11. Article 11 PAYMENT
  1. Access, hosting, colocation subscriptions and agreements for related internet services, including service contracts, are invoiced quarterly.
  2. Courses are invoiced beforehand.
  3. Domain names are invoiced per year, in advance.
  4. Payment is due within 21 days after the invoice date, without any discount, deduction or suspension, either by payment into or transfer to a bank or giro account designated by us. The currency date on our bank/giro statements shall be decisive and be taken as the day of payment.
  5. In the event the other party:
    • is declared bankrupt, requesting a moratorium, of if its capital is seized in whole or in part
    • is placed under guardianship or dies
    • fails to meet any of the obligations under the agreement and/or these terms and conditions
    • neglects a due invoice amount or part of it within the deadline
    we have the right, by the mere occurrence of one of the aforementioned circumstances, to declare the contract dissolved, and to suspend the provision of our services, and to claim any amount owed by the other party on the grounds of work carried out and/or deliveries made by us in full immediately and without any warning or notice of default being necessary, and to reclaim the delivered goods which have not (yet) been paid as our property, all without prejudice to our right to compensation of cost, loss and interest.
  6. If the payment is not made within the time specified in 11.4, the other party is legally in default as of the invoice date and is due a statutory interest over the outstanding amount.
  7. All judicial and extrajudicial costs to be incurred, shall be charged to the other party. The extrajudicial will be calculated according to the II Report or, if this Report is no longer up-to-date, according to the scales deemed reasonable by the Dutch Association for the Judiciary (NVvR).
12. Article 12 TERMINATION
  1. Access, hosting, colocation subscriptions and agreements for related internet services, including service contracts, concluded for a definite period, can only be terminated by the end of the period for which they have entered, by written notice and according to the minimum term of notice of a month. Without a timely notice, these contracts are deemed to have been tacitly renewed for the same period of time as earlier conclusions, according to the conditions employed by Tuxis for comparable contracts at the time of the tacit renewal.

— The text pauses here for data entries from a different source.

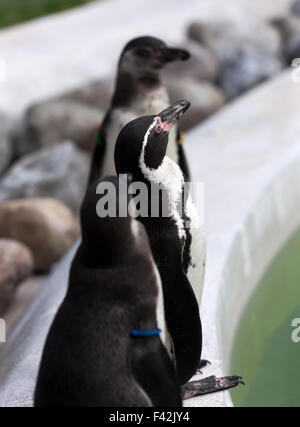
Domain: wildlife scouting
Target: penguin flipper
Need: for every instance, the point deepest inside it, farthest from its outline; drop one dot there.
(99, 151)
(209, 385)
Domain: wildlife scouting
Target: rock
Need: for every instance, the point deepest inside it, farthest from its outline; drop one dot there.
(46, 226)
(5, 143)
(245, 67)
(60, 172)
(97, 94)
(295, 8)
(292, 48)
(54, 121)
(222, 37)
(16, 264)
(202, 64)
(205, 99)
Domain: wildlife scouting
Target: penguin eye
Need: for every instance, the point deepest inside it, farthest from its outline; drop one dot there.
(144, 52)
(158, 129)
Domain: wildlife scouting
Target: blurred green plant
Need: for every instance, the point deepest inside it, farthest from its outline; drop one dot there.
(16, 11)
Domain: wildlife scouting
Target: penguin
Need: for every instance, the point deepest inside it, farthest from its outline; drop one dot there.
(177, 240)
(104, 346)
(138, 91)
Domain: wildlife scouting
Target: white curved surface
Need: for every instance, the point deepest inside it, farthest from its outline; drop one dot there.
(248, 157)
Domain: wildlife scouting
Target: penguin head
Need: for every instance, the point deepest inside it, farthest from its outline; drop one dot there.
(146, 56)
(142, 143)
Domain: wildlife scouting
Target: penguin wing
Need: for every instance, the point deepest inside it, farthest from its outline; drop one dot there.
(182, 157)
(99, 151)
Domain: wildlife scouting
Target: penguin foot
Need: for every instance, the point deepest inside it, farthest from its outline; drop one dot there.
(202, 364)
(209, 385)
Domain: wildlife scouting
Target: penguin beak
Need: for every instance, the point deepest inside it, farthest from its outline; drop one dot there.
(173, 54)
(172, 114)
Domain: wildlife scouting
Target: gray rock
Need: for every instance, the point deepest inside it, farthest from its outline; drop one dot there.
(97, 94)
(46, 226)
(202, 64)
(245, 67)
(5, 143)
(204, 96)
(21, 355)
(51, 122)
(16, 264)
(290, 31)
(296, 7)
(222, 37)
(59, 171)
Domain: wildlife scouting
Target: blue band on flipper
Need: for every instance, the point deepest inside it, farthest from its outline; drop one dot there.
(98, 139)
(137, 333)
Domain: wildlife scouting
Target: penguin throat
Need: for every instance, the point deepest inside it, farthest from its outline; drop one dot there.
(169, 176)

  2. Access, hosting, colocation subscriptions and agreement for related internet services, including service contracts, concluded for an indefinite amount of time can only be terminated by the end of every calendar quarter, by written notice and according to the minimum term of notice of a month.
  3. Agreements regarding registration and exploitation of internet domain names can be terminated by written notice by the end of every year, in accordance with a term of notice of a month. When the agreements for the registration and exploitation of internet domain names are part of a bigger system of contractual relations between the party and Tuxis, the termination of a registration contract or a request for relocation to another provider can be made at a time when the other agreements are validly terminated.
  4. Notwithstanding that which has been provided in the previous articles, Tuxis can terminate any concluded agreements with the other party at by written notice at all times, given that the other party acted in conflict with the concluded agreements or the Acceptable Use Policy and/or Abuse Policy adopted by Tuxis, or otherwise harms the interests of Tuxis in such a manner that continuation of the relationship cannot be reasonably expected from Tuxis.
  1. All our offers, agreements and their implementation are subject to the Dutch law only.
  2. Any dispute, including any disagreement which only one party considers to be a dispute, resulting from or related to the agreement to which these terms and conditions apply or the related terms and conditions themselves and their interpretation or implementation, both in factual and legal terms, will be settled by the competent court in Arnhem, unless such competence is vested in the cantonal courts.